Could someone that uses photoshop walk me through the steps of how to create a siggy. I've been playing around with it and it's driving me insane. I usually use ps to just edit my digital photos but I'd like to get more creative with it.

Anyway, if anyone can help, please PM me. I'd be eternally grateful to you.


----------



## BoscosMum (Apr 29, 2004)

Here is my aol messenger... (check pm box)

If you see me online...just ask...I will let you know if it is a good time,
without baby crying. 
I am not as good with photo shop as I am paint shop.
But I do know enough to get you started.


----------



## Guest (Jul 17, 2005)

Thanks! I just got around to checking in. I'll try to get with you sometime tomorrow.


----------



## BoscosMum (Apr 29, 2004)

Woooo Hooooo....Great job!  
I am glad you like what you learned.
That was fun to share with you.  
You seem to know your way around the program pretty good already.

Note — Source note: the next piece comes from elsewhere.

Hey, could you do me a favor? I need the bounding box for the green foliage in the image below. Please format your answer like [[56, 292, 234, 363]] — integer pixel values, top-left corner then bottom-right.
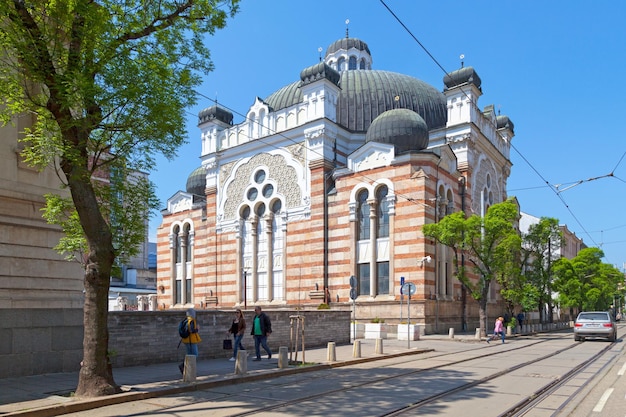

Let me know if you want to make another one anytime.
One thing I am wondering about...
it looks like your render cloud layer is on top of your cat...
If you have your cat on the top layer along with your text...
then your cat will be clear and not cloudy.


----------



## Tabassco (Jun 19, 2005)

BoscosMum said:


> Here is my aol messenger... (check pm box)
> 
> If you see me online...just ask...I will let you know if it is a good time,
> without baby crying.
> ...


*Dawn that is just like you always offering a helping hand! You're so polite and generous.*


----------



## BoscosMum (Apr 29, 2004)

Amanda....WOW 8O 

You made a new sig...I love it!
You are a natural!!!
Your cut outs look really nice and smooth.

I cant wait to see what you make next!

Thanx Tabassco


----------